Tetapi yang jelas, prinsip kami, Dolly yes, prostitusi No. Keinginan ini
didukung oleh elemen masyarakat seperti organisasi kemasyarakat (Ormas)
keagamaan, Ormas kepemudaan, dan juga kemahasiswaan," terang Supomo.
Transformasi lokalisasi Dolly tidak akan mudah, kata
dia. Tetapi, aturannya sudah jelas. Tiap bangunan di Kota Surabaya, dilarang
digunakan untuk tempat asusila. Untuk mewujudkan itu, Pemkot Surabaya memiliki
fungsi regulasi dengan kembali menata kawasan-kawasan agar sesuai dengan
regulasi itu.
"Prinsipnya, kita selamatkan generasi masa depan,
itu lebih utama dari pada kita terus berargumentasi. Kita tahu, penanganan
Dolly harus lebih cermat dan teliti. Dan kita sudah melakukan sosialisasi,
tidak hanya melalui diskusi juga deklarasi ini," tuturnya.
Antara
Jakarta dan Surabaya
Beda Tri Rismaharini, beda pula Basuki
Tjahaja Purnama. Wakil Gubernur DKI Jakarta yang kerap dipanggil Ahok ini
justru sempat bersitegang dengan beberapa ormas Islam lantaran adanya wacana untuk membangun lokalisasi prostitusi di Jakarta.

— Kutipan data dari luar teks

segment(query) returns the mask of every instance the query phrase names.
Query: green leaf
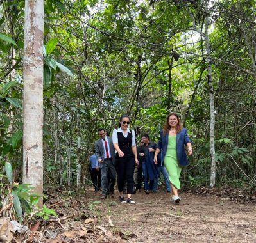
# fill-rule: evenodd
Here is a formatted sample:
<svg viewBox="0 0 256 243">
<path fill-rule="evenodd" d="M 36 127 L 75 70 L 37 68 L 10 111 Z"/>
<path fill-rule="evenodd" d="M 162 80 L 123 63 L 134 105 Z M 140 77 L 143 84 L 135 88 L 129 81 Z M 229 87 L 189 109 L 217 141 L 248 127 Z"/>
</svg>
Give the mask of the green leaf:
<svg viewBox="0 0 256 243">
<path fill-rule="evenodd" d="M 0 33 L 0 39 L 8 43 L 10 43 L 11 44 L 15 45 L 17 47 L 17 44 L 13 40 L 13 39 L 10 36 L 8 36 L 7 35 Z"/>
<path fill-rule="evenodd" d="M 19 198 L 21 201 L 21 205 L 22 205 L 23 208 L 25 212 L 27 213 L 31 213 L 32 212 L 31 208 L 30 207 L 30 204 L 28 203 L 27 200 L 24 199 L 23 197 L 21 197 L 20 194 L 19 194 Z"/>
<path fill-rule="evenodd" d="M 16 148 L 18 142 L 22 137 L 22 132 L 19 130 L 12 134 L 12 137 L 10 139 L 10 144 L 12 145 L 13 148 Z"/>
<path fill-rule="evenodd" d="M 250 161 L 246 158 L 243 157 L 242 162 L 243 164 L 247 164 L 250 166 Z"/>
<path fill-rule="evenodd" d="M 21 107 L 21 100 L 19 98 L 12 98 L 12 97 L 6 97 L 5 99 L 12 105 L 17 106 L 19 108 Z"/>
<path fill-rule="evenodd" d="M 55 60 L 54 60 L 53 58 L 51 58 L 49 57 L 45 58 L 44 59 L 44 61 L 46 64 L 47 64 L 49 67 L 51 67 L 53 69 L 56 70 L 56 68 L 57 67 Z"/>
<path fill-rule="evenodd" d="M 47 65 L 44 65 L 44 90 L 47 90 L 51 84 L 51 70 Z"/>
<path fill-rule="evenodd" d="M 3 87 L 3 94 L 6 95 L 9 90 L 17 84 L 18 83 L 15 81 L 8 82 L 6 84 L 4 84 Z"/>
<path fill-rule="evenodd" d="M 54 4 L 57 6 L 57 8 L 63 13 L 65 13 L 67 12 L 66 7 L 65 5 L 59 1 L 56 1 Z"/>
<path fill-rule="evenodd" d="M 65 72 L 69 76 L 74 77 L 73 74 L 72 74 L 71 71 L 67 68 L 67 67 L 64 66 L 64 65 L 56 61 L 56 65 L 57 67 L 62 71 Z"/>
<path fill-rule="evenodd" d="M 13 178 L 12 178 L 12 164 L 8 162 L 5 162 L 5 173 L 6 174 L 6 176 L 8 178 L 8 181 L 10 184 L 12 183 Z"/>
<path fill-rule="evenodd" d="M 2 50 L 3 52 L 5 54 L 7 53 L 6 46 L 2 42 L 0 42 L 0 50 Z"/>
<path fill-rule="evenodd" d="M 44 55 L 44 56 L 47 56 L 46 46 L 44 45 L 43 45 L 43 55 Z"/>
<path fill-rule="evenodd" d="M 11 148 L 11 145 L 9 143 L 5 143 L 2 151 L 2 156 L 5 156 L 10 151 Z"/>
<path fill-rule="evenodd" d="M 22 222 L 23 219 L 22 219 L 22 209 L 21 208 L 21 201 L 19 200 L 19 198 L 18 197 L 18 195 L 16 194 L 15 192 L 12 192 L 12 194 L 13 196 L 13 205 L 14 205 L 14 208 L 15 210 L 17 216 L 19 217 L 19 220 L 21 223 Z"/>
<path fill-rule="evenodd" d="M 46 44 L 46 54 L 49 56 L 51 52 L 55 49 L 58 44 L 58 39 L 57 38 L 54 38 L 51 39 Z"/>
</svg>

"Prostitusi itu adalah tindakan amoral dan
dehumanisasi," tegas Ketua PP Pemuda Muhammadiyah Bidang Dakwah, M. Ziyad kepada
Rakyat Merdeka Online (Sabtu,
4/1).
Selain itu menurut Ziyad, mantan Bupati Belitung
Timur yang akrab disapa Ahok itu juga tidak mengerti peran dan tugas Muhammadiyah.
"Dia tidak memahami bahwa Muhammadiyah itu
organisasi keagamaan yang berkewajiban secara moral menyerukan amar maruf
nahi munkar, salah satunya ya menolak praktik pelacuran, apalagi
dilegalkan," ungkap Ziyad.
Sejalan dengan itu, Ziyad heran dengan wacana yang
dilontarkan oleh politikus Golkar yang loncat ke Gerindra tersebut. "Pak
Sutiyoso (mantan Gubernur DKI Jakarta) sudah menutup lokalisai di Kramat
Tunggal, jadilah sekarang Islamic Center. Kok sekarang diwacanakan mau dibangun
lagi (lokalisasi)," tandas dosen UIN Syarif Hidayatullah Jakarta ini.
Sebelumnya, Koordinator Divisi Dakwah Khusus Majelis
Tabligh Muhammadiyah, Agus Tri Sundari menegaskan, pihaknya menolak keras ide
Ahok membangun lokalisasi prostitusi di Jakarta.
Menanggapi itu, Ahok mengaku tidak mengerti mengapa
Muhammadiyah menolak usulannya tersebut. "Saya juga nggak setuju ada
legalisasi prostitusi. Persoalannya, jangan munafik! Emang nggak ada prostitusi
di DKI? Ngapain munafik? Itu aku nyindir saja," ungkap Ahok.